Technology: One criticism of Mr Buffett is that he is underinvested in technology (IBM is an exception.) This is understandable; Mr. Buffett is 82 years old and has stated he does not believe in investing in companies whose business model he cannot easily grasp. Since the latest technology, as evidenced by smart phones, is often only a year or two old, it’s hard for most of us too.
But if you want to want to invest with relative safety in fabulous growth companies such as Apple (AAPL), Microsoft (MSFT) and Google (GOOG) look at Technology Select Sector SPDR (XLK). This ETF invests in the largest market cap tech stocks so you are investing in the most successful companies (Apple is the largest holding of XLK, comprising 14% of asset value.) See here for more on XLK.
Precious Metals: I can’t help but view the recent plunge in gold and silver prices as a buying opportunity. The precious metal markets have now undergone a severe correction and prices are likely now near bottom. Consider buying some gold or silver coins and perhaps invest in Market Vectors Gold Miners ETF (GDX) or Market Vectors Junior Gold Miners ETF (GDXJ). These ETFs are nearly 60% off their highs of just a couple years ago.
The long-term bull in the stock market is alive and well. Currently markets are correcting so now may be an excellent time to invest.

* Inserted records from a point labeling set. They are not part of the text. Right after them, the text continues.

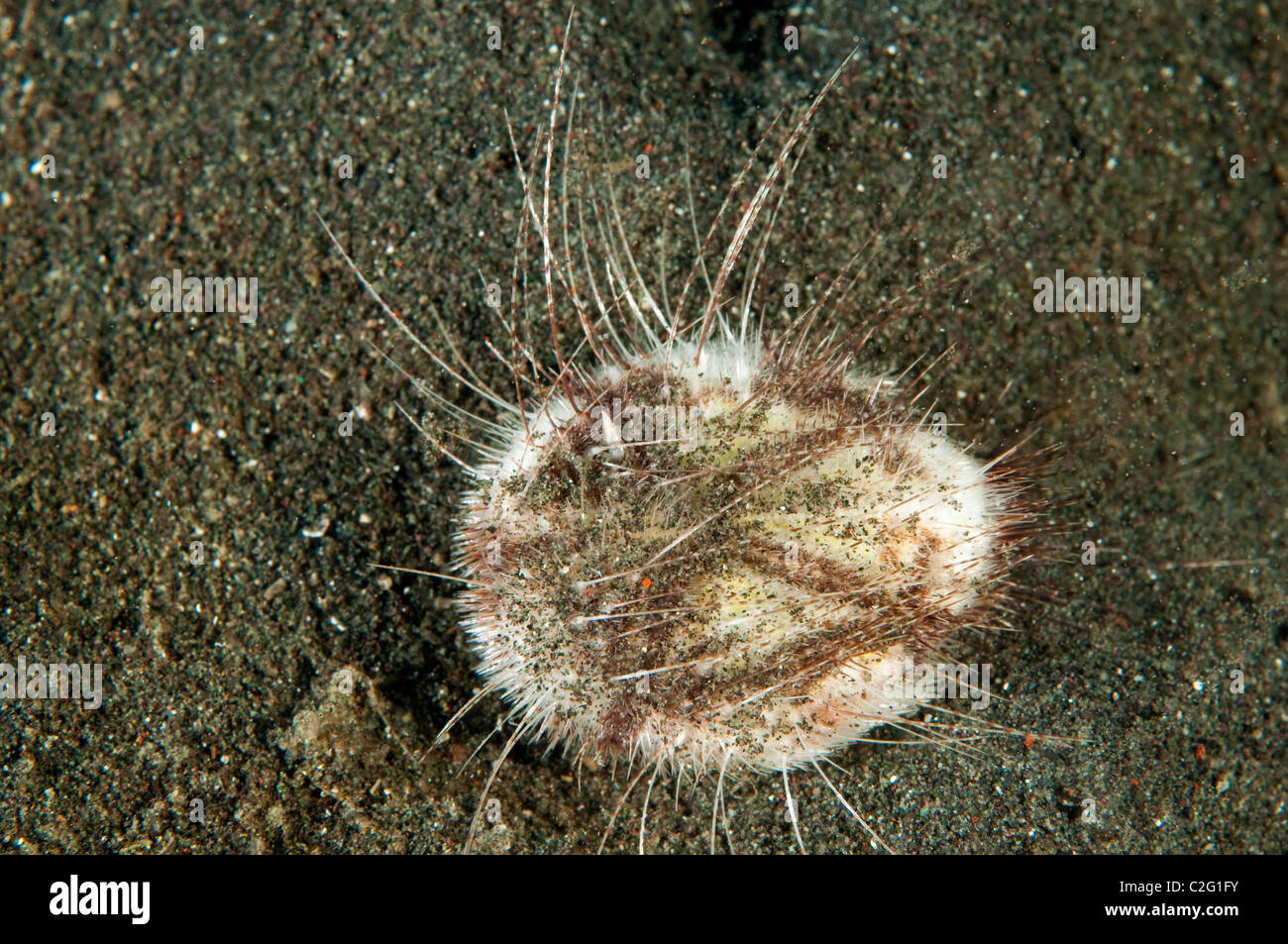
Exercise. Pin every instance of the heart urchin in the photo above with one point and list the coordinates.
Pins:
(724, 562)
(702, 546)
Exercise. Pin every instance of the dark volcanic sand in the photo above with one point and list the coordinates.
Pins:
(175, 428)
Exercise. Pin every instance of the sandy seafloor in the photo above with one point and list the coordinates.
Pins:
(180, 428)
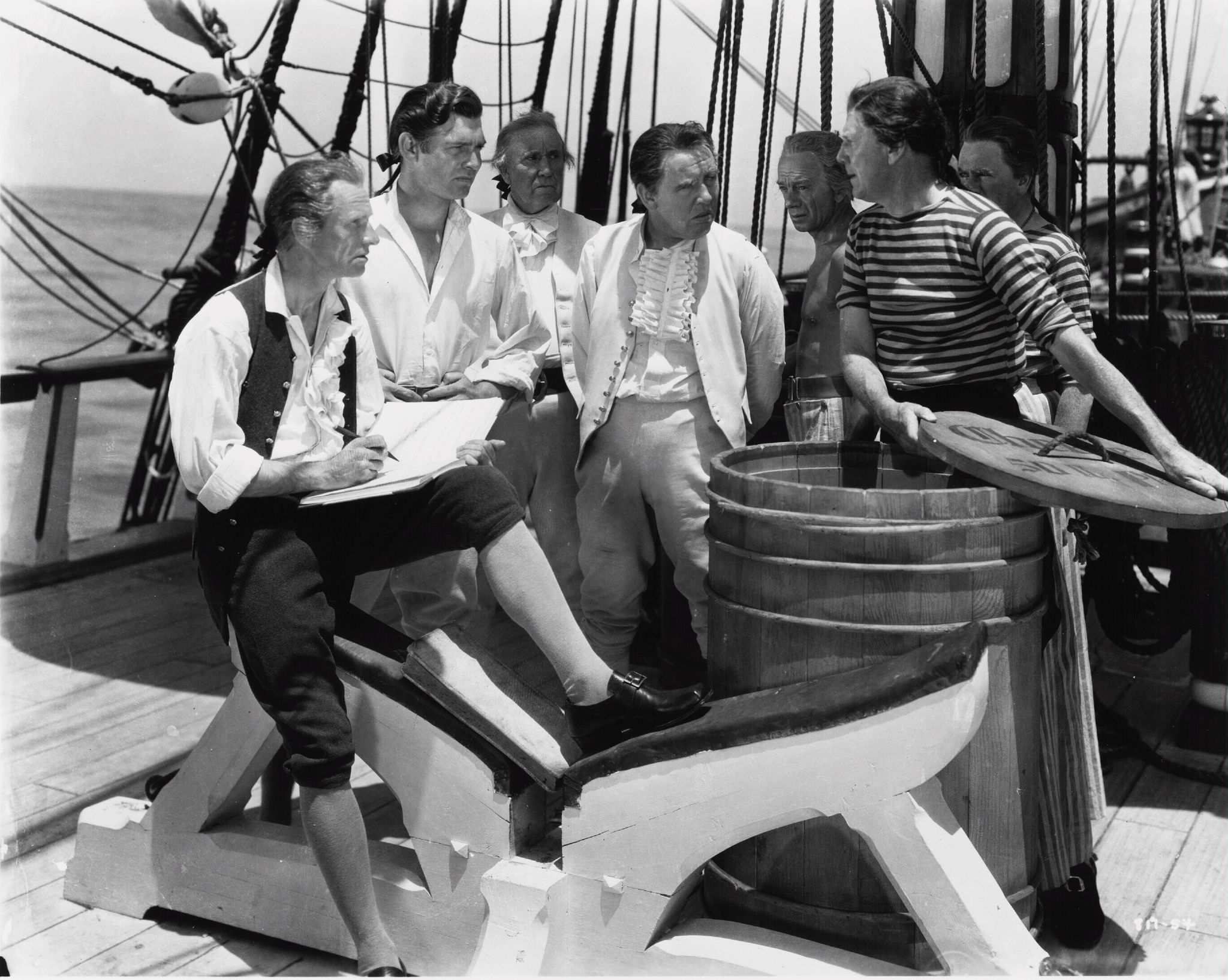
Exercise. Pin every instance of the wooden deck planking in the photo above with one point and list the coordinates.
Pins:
(1197, 888)
(1161, 845)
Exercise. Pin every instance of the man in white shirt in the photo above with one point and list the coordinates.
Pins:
(678, 339)
(450, 312)
(272, 378)
(543, 436)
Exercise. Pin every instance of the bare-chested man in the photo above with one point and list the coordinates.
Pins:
(818, 194)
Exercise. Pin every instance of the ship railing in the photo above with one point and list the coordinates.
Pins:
(38, 516)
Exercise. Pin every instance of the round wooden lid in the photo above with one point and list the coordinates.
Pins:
(1130, 486)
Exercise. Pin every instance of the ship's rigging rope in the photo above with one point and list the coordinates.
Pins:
(1110, 78)
(718, 61)
(827, 36)
(1042, 82)
(656, 65)
(623, 128)
(112, 321)
(979, 57)
(1102, 95)
(80, 243)
(137, 82)
(898, 31)
(432, 28)
(103, 30)
(1172, 171)
(571, 74)
(1083, 61)
(765, 124)
(797, 99)
(268, 23)
(732, 74)
(883, 37)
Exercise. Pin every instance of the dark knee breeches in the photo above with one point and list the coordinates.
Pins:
(275, 570)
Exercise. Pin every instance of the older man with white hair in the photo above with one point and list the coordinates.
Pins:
(543, 435)
(818, 195)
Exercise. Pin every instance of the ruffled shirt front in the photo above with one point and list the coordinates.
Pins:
(663, 366)
(212, 361)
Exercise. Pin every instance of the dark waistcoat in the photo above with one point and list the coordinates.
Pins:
(221, 538)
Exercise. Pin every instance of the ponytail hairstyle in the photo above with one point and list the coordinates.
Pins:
(420, 112)
(901, 111)
(1018, 146)
(302, 192)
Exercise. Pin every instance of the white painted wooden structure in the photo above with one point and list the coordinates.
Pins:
(487, 889)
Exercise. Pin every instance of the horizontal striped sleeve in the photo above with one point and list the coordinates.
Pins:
(1069, 273)
(1013, 270)
(853, 289)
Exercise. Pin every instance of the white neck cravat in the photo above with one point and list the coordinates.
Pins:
(532, 234)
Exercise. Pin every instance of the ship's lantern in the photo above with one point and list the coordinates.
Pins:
(209, 97)
(1205, 132)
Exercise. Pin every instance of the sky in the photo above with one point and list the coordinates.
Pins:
(71, 124)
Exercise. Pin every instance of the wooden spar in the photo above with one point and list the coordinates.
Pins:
(594, 186)
(950, 29)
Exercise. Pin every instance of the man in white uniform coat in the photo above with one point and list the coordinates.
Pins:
(678, 339)
(543, 436)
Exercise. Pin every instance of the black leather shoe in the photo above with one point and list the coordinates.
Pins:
(398, 970)
(631, 709)
(1072, 910)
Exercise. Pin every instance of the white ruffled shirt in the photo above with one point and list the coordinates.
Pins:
(212, 360)
(663, 366)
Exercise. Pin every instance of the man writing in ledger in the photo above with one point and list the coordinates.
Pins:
(267, 376)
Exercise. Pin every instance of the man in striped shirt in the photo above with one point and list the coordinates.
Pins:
(999, 161)
(940, 285)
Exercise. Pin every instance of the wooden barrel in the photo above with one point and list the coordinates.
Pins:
(855, 480)
(856, 592)
(867, 539)
(808, 611)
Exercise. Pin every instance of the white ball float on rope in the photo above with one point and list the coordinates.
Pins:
(209, 97)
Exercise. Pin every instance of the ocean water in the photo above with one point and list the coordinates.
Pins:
(149, 231)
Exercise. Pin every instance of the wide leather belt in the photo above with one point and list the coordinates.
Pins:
(820, 386)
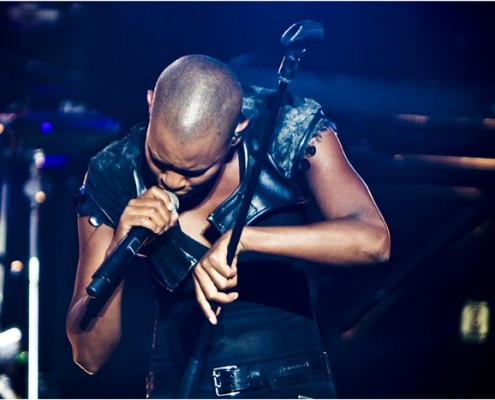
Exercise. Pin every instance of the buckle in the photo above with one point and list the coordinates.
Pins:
(227, 372)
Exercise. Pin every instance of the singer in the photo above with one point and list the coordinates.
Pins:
(199, 144)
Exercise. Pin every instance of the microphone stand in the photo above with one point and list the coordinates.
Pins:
(295, 39)
(34, 191)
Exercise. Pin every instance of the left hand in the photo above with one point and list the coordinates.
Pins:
(213, 277)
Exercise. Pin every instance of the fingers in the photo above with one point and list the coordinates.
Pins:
(207, 293)
(153, 210)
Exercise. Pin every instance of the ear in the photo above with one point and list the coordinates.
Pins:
(237, 136)
(149, 98)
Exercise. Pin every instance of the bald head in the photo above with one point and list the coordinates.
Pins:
(197, 95)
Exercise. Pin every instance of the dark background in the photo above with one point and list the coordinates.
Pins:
(392, 331)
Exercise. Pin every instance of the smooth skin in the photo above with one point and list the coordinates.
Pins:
(352, 232)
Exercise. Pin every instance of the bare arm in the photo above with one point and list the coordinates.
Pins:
(353, 230)
(93, 345)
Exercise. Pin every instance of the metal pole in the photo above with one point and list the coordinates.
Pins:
(33, 189)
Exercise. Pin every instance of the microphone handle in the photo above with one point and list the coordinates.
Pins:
(110, 271)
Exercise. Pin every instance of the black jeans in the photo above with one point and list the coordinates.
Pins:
(300, 379)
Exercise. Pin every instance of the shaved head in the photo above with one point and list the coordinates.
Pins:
(196, 96)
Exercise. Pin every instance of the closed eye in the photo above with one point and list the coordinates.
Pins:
(188, 173)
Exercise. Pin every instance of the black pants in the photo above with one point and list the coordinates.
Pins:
(304, 376)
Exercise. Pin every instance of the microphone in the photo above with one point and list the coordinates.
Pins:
(110, 272)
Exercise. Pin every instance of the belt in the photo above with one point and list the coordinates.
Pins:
(233, 379)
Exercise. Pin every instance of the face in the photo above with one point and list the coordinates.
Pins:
(185, 168)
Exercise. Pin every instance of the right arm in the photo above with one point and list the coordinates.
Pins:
(93, 345)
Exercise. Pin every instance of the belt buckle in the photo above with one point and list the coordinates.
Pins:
(217, 379)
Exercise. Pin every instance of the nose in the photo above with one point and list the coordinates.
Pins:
(173, 181)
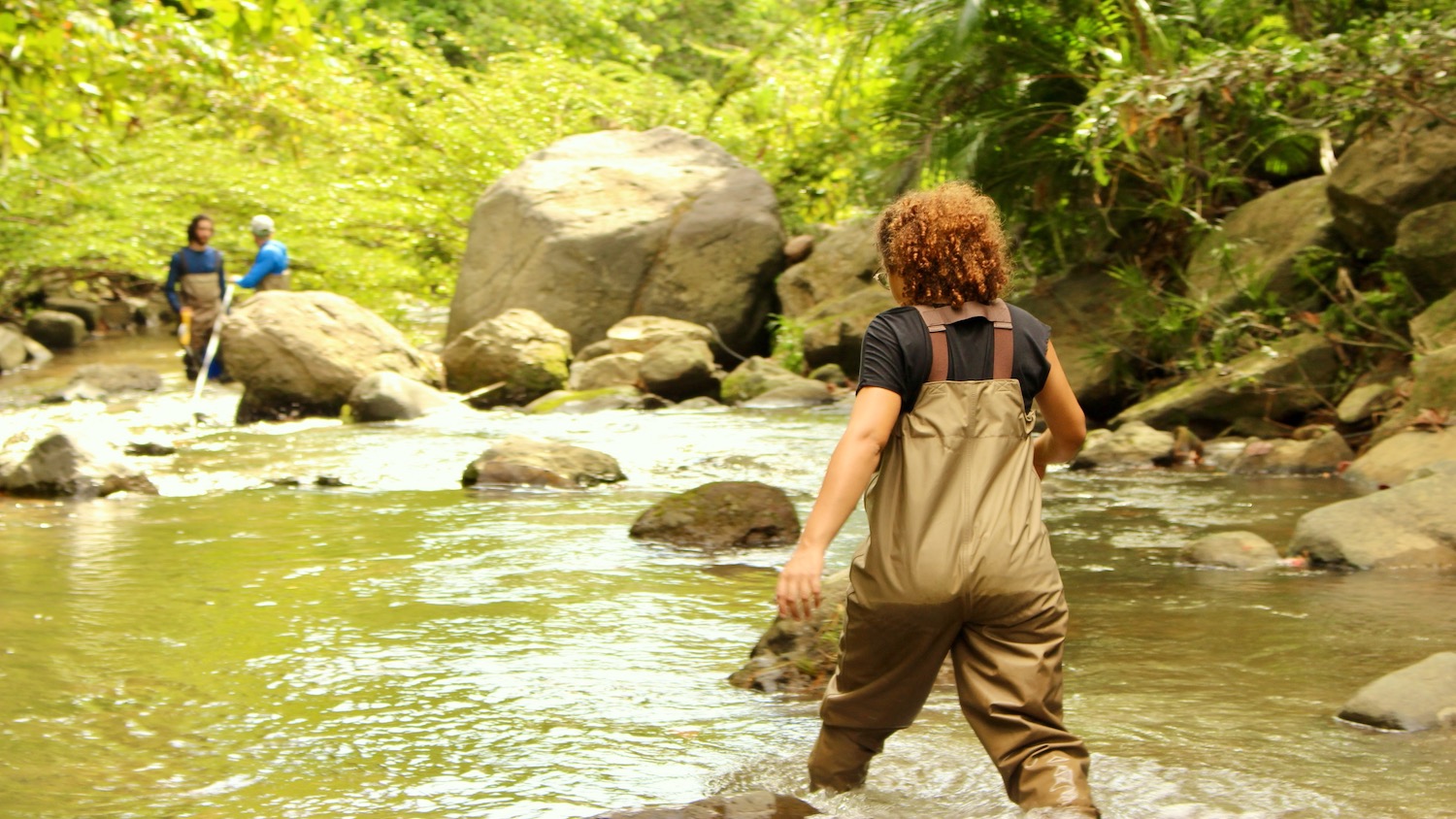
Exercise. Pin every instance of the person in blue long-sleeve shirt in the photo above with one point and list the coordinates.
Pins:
(270, 268)
(194, 288)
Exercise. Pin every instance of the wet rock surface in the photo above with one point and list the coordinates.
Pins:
(1133, 443)
(722, 515)
(1408, 527)
(1322, 454)
(67, 464)
(521, 461)
(1231, 550)
(389, 396)
(1417, 697)
(517, 349)
(798, 656)
(1394, 460)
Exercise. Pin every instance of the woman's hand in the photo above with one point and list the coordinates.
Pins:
(798, 592)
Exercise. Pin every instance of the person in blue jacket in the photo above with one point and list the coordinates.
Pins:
(194, 288)
(270, 268)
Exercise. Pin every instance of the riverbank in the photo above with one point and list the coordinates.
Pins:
(248, 647)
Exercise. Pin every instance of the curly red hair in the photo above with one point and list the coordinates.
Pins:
(945, 246)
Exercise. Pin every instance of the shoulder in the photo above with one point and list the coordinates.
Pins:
(894, 322)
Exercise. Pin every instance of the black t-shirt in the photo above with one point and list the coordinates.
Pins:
(897, 352)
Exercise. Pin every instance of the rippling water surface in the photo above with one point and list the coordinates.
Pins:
(405, 647)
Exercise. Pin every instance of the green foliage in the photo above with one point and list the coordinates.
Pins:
(788, 343)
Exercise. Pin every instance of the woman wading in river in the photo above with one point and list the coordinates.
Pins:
(957, 559)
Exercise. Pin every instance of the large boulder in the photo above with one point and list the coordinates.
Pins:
(754, 804)
(798, 656)
(1417, 697)
(1392, 461)
(521, 461)
(641, 334)
(1432, 399)
(678, 370)
(1254, 250)
(1388, 175)
(1319, 454)
(518, 349)
(619, 223)
(1135, 443)
(302, 354)
(67, 464)
(842, 264)
(101, 381)
(605, 372)
(1231, 550)
(757, 376)
(55, 329)
(1278, 381)
(1426, 249)
(1436, 326)
(1411, 525)
(12, 348)
(87, 311)
(389, 396)
(721, 515)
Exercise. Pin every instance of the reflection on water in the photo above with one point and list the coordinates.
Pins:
(405, 647)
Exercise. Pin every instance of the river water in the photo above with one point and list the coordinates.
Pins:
(399, 646)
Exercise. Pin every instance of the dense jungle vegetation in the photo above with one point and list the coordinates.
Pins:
(1111, 131)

Not a good stock picker? Don’t worry, with the above ETFs you need not be. DIA is an index based fund — your investment does whatever the Dow does. BRK-B is an opportunity to invest with Warren Buffett, one of the best stock pickers around. GDX gets you into large precious metal miners, many of which up to 60% off highs of just a couple years ago.
Central banks are likely to continue their money expansionary ways — despite talk otherwise. Since high-quality equities are one of the better non-printable assets around, they may be the best choice for most of us. I suspect most of us lack the expertise to pick diamonds or fine-art, I know I do.
No market goes straight up (or down) so view corrections, such as we are now having, as buying opportunities rather than a harbinger of a crash.
Additional disclosure: Looking at BRK.B.
Disclaimer: This article expresses the author’s opinion and is informational only. It is not a recommendation to purchase any of the ETFs or equities mentioned. Investors need to consider their personal situation carefully before any investing.